The great research and technical improvements of LB approaches hold immense promise for their robust application in clinical oncological settings. However, several hurdles must be overcome to fully move these powerful technologies from the research bench to routine clinical care. Indeed, their translational value is significantly hampered by the lack of standardized protocols and regulatory oversight. Moreover, current approaches face limitations in terms of clinical applicability, and also mainly due to cost, data handling requirements, and turnaround time [183,184]. In both research and clinical contexts, a considerable inter-laboratory variability has clearly emerged in cfDNA processing, sequencing, and proprietary bioinformatic pipelines used for ctDNA estimation and, generally speaking, for molecular data interpretation. Some of the LB technologies and assays described here benefit from regulatory approval status from the FDA and European CE-IVD. These regulatory frameworks differentiate clinically actionable and reimbursed tests from emerging research tools. To date, regulatory approvals mainly cover SSNV-based (both PCR and NGS) and methylation-based assays (e.g., cobas^® EGFR Mutation Test v2, FoundationOne^® Liquid CDx, Epi pro-Colon^®) [17,31,35,48,53,65,97,98,110,125,131]. Other promising assays lack the same rigorous regulatory standing, even if they can be offered as a laboratory-developed test (LDT) in clinical laboratory improvement amendments (CLIA) or the European Union’s in vitro diagnostic medical device regulation (IVDR)-certified labs (Galleri^®, Guardant Reveal^®).
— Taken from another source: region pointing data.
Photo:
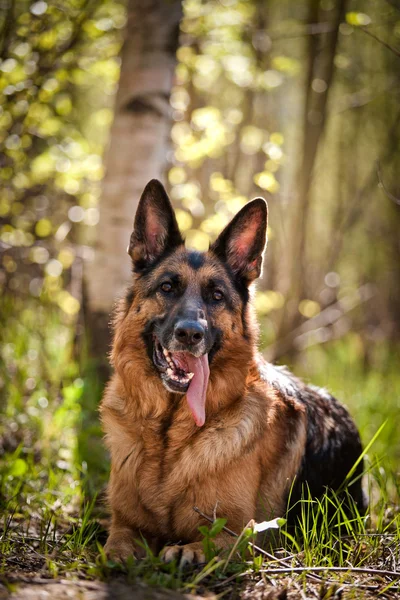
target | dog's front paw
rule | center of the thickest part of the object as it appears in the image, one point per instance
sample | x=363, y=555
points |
x=120, y=548
x=189, y=554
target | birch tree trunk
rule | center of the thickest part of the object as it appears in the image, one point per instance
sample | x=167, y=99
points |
x=320, y=71
x=137, y=152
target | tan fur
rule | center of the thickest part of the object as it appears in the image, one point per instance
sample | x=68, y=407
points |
x=241, y=462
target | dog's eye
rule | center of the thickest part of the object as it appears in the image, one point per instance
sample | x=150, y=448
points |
x=218, y=296
x=166, y=287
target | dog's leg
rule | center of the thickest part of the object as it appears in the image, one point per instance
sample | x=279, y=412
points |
x=121, y=543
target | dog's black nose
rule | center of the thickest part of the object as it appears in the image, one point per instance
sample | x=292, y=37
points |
x=189, y=332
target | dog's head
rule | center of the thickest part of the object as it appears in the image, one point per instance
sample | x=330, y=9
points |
x=190, y=306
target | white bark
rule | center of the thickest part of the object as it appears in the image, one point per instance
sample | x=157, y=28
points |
x=139, y=141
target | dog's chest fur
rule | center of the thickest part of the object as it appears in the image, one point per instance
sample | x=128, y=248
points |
x=165, y=466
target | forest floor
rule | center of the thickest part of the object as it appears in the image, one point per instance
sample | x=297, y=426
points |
x=53, y=470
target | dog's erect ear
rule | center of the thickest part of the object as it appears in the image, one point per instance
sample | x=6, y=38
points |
x=241, y=244
x=155, y=229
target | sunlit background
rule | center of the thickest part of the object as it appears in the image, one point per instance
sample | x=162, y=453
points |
x=294, y=101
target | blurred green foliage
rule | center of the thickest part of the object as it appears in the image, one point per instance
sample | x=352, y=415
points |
x=58, y=75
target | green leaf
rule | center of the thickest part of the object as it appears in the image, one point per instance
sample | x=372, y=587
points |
x=18, y=468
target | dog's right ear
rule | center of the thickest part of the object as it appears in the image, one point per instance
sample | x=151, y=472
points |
x=155, y=229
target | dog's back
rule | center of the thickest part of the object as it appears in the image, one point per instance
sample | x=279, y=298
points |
x=333, y=444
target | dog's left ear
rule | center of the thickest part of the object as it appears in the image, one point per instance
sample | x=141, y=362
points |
x=155, y=229
x=241, y=244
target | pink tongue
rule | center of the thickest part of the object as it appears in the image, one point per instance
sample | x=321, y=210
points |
x=196, y=394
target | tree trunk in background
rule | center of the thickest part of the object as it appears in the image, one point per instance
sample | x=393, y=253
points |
x=320, y=70
x=137, y=153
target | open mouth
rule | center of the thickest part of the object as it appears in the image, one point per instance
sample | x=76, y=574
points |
x=173, y=367
x=184, y=373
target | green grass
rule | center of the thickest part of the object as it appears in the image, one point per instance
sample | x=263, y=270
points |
x=53, y=471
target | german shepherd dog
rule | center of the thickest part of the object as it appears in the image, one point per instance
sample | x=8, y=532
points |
x=193, y=415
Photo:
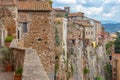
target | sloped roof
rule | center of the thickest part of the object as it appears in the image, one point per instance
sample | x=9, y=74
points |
x=84, y=23
x=58, y=9
x=34, y=5
x=76, y=14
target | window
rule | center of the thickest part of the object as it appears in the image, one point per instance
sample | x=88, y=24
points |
x=25, y=30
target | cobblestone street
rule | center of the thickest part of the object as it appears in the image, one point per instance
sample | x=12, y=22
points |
x=5, y=75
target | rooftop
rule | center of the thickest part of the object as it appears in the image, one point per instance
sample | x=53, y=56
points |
x=76, y=14
x=85, y=23
x=34, y=5
x=58, y=9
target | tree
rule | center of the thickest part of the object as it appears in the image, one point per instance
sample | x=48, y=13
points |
x=117, y=44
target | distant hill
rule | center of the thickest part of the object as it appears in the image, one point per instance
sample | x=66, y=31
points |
x=112, y=27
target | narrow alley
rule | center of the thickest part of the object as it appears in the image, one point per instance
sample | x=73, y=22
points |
x=5, y=75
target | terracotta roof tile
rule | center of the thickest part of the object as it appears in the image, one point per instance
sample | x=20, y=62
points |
x=34, y=5
x=85, y=23
x=58, y=9
x=8, y=3
x=75, y=14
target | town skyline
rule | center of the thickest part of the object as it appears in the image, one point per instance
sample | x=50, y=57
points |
x=102, y=10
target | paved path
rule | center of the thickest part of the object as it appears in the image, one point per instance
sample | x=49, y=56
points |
x=5, y=75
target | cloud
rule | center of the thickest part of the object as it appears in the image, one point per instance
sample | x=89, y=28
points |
x=100, y=9
x=88, y=10
x=66, y=1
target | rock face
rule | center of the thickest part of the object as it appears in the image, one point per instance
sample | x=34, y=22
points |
x=39, y=32
x=33, y=69
x=94, y=59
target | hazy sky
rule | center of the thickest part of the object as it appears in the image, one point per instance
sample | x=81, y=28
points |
x=97, y=9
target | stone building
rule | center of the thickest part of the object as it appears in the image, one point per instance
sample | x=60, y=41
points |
x=8, y=18
x=61, y=46
x=115, y=66
x=58, y=12
x=35, y=30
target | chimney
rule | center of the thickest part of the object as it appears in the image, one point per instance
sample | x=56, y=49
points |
x=67, y=9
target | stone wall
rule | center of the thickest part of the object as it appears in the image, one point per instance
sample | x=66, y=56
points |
x=94, y=59
x=8, y=19
x=17, y=57
x=40, y=36
x=33, y=68
x=29, y=60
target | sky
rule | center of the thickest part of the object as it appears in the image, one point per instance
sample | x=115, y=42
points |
x=96, y=9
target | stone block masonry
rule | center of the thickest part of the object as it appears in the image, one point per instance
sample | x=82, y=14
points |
x=33, y=68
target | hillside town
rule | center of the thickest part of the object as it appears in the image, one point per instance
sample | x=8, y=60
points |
x=41, y=42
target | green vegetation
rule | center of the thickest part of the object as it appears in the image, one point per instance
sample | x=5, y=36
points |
x=57, y=39
x=109, y=47
x=98, y=78
x=8, y=39
x=117, y=44
x=108, y=72
x=71, y=51
x=5, y=52
x=19, y=71
x=86, y=70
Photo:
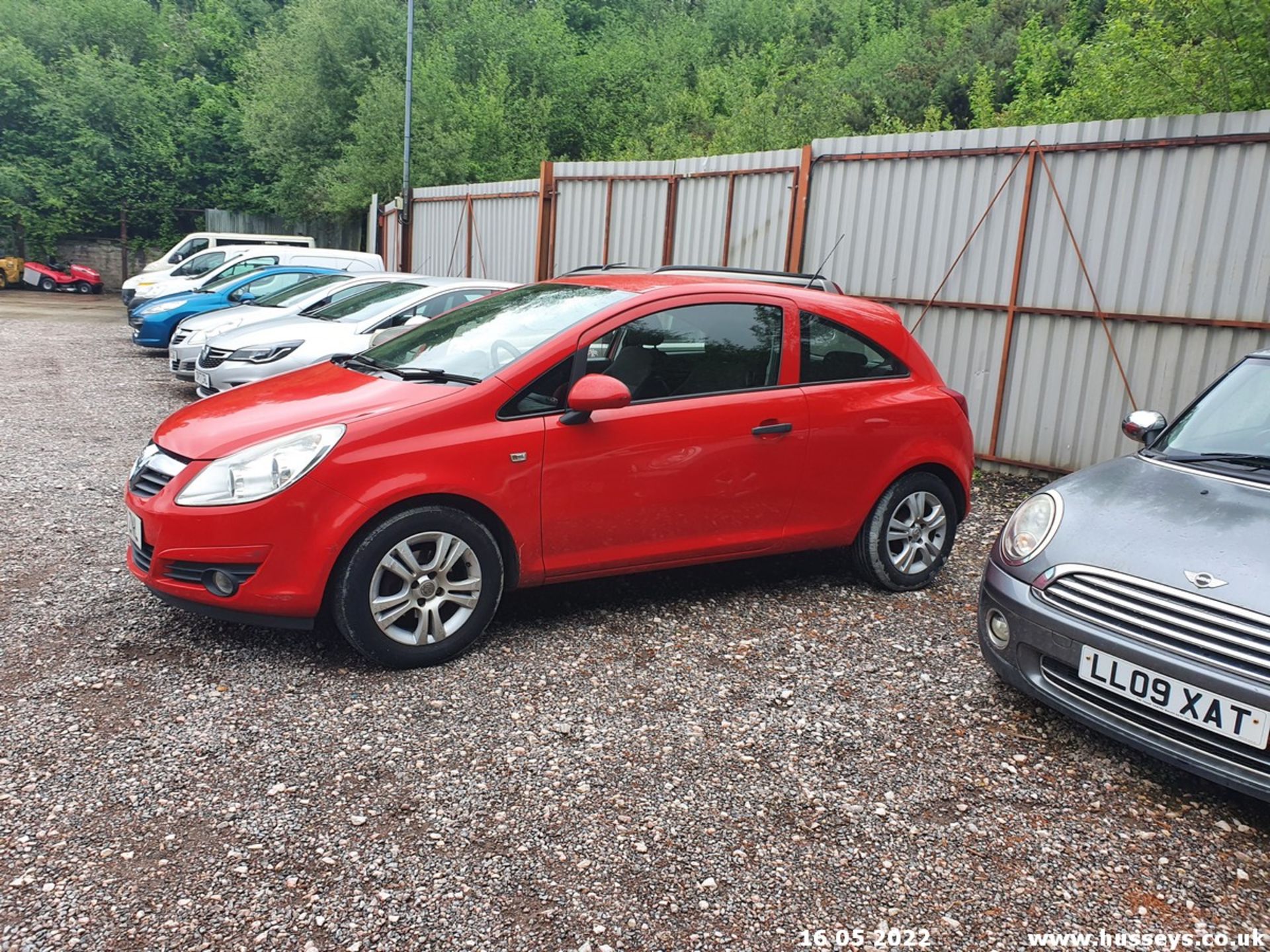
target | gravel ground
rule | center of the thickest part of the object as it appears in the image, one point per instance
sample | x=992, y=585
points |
x=691, y=760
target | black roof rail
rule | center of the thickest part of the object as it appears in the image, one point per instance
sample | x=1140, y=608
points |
x=813, y=281
x=596, y=268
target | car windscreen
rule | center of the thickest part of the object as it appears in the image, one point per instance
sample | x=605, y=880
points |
x=367, y=305
x=200, y=264
x=281, y=299
x=1228, y=428
x=480, y=338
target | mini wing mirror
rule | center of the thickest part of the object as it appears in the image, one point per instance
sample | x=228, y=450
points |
x=595, y=393
x=1143, y=426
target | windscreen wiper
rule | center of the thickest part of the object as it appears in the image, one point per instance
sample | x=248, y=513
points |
x=405, y=372
x=432, y=374
x=1257, y=461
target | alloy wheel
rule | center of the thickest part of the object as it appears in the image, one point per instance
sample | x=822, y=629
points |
x=917, y=532
x=426, y=588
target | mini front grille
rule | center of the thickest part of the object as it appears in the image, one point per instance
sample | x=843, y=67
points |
x=1205, y=629
x=153, y=471
x=194, y=571
x=143, y=556
x=212, y=357
x=1180, y=733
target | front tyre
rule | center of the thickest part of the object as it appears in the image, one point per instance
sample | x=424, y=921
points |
x=908, y=535
x=419, y=588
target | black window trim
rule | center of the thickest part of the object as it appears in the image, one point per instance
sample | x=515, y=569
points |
x=905, y=375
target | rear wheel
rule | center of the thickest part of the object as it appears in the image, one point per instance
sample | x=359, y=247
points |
x=908, y=535
x=419, y=588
Techniques such as the SCNA-based method and fragmentomics are currently suitable for the research setting. Their current lack of regulatory standardization results in a significant inter-laboratory variability, insufficient clinical validation from large prospective trials, and, consequently, no effective path to a widespread clinical application.

6. Concluding Remarks

The appropriate estimation of cTF is critical for the reliability of the analytical test and for the clinical utility of LBx data. The variability in the methodological approach adopted to estimate the ctDNA rate highlights the capacity to evaluate different features of the ctDNA. The choice of the best methodology depends on the specific cancer biology. The various “omics” approaches (genomics, epigenomics, and fragmentomics) offer a unique way to infer cTF, with their own strengths and limitations. Genomics focuses on the specific SSNVs that are most effective when a target, patient-specific mutation is known from a TBx, but they may be less useful in tumors with low mutation rates. Conversely, SCNAs are broadly applicable, since most cancers have widespread chromosomal aberrations. However, both methods can be challenged by CHIP or insufficient ctDNA shedding. Because methylation patterns can appear early in tumor development, methylation-based methods are particularly promising for early cancer detection. The signal can be stronger and more widespread than a single SSNV, making it a powerful tool for quantification, but it requires specialized assays and analysis pipelines [49]. Fragmentomics can provide insights into tumor biology and is increasingly being combined with machine learning to improve cTF estimation sensitivity. Under the selective pressure of therapy, the biological behavior of tumor cells can lead to evolving genomic and epigenomic profiles over serial sampling. Consequently, the molecular features (e.g., SSNV, CNAs) adopted for cTF calculation in a specific clinical time point could not be equal in another one. Given the complexity and variability of tumor biology, the integration of multiple omics data, often derived from a single sequencing run, is the most promising strategy. The goal is to move towards a multi-modal liquid biopsy that provides a reliable, “all-in-one”, solution for cancer management.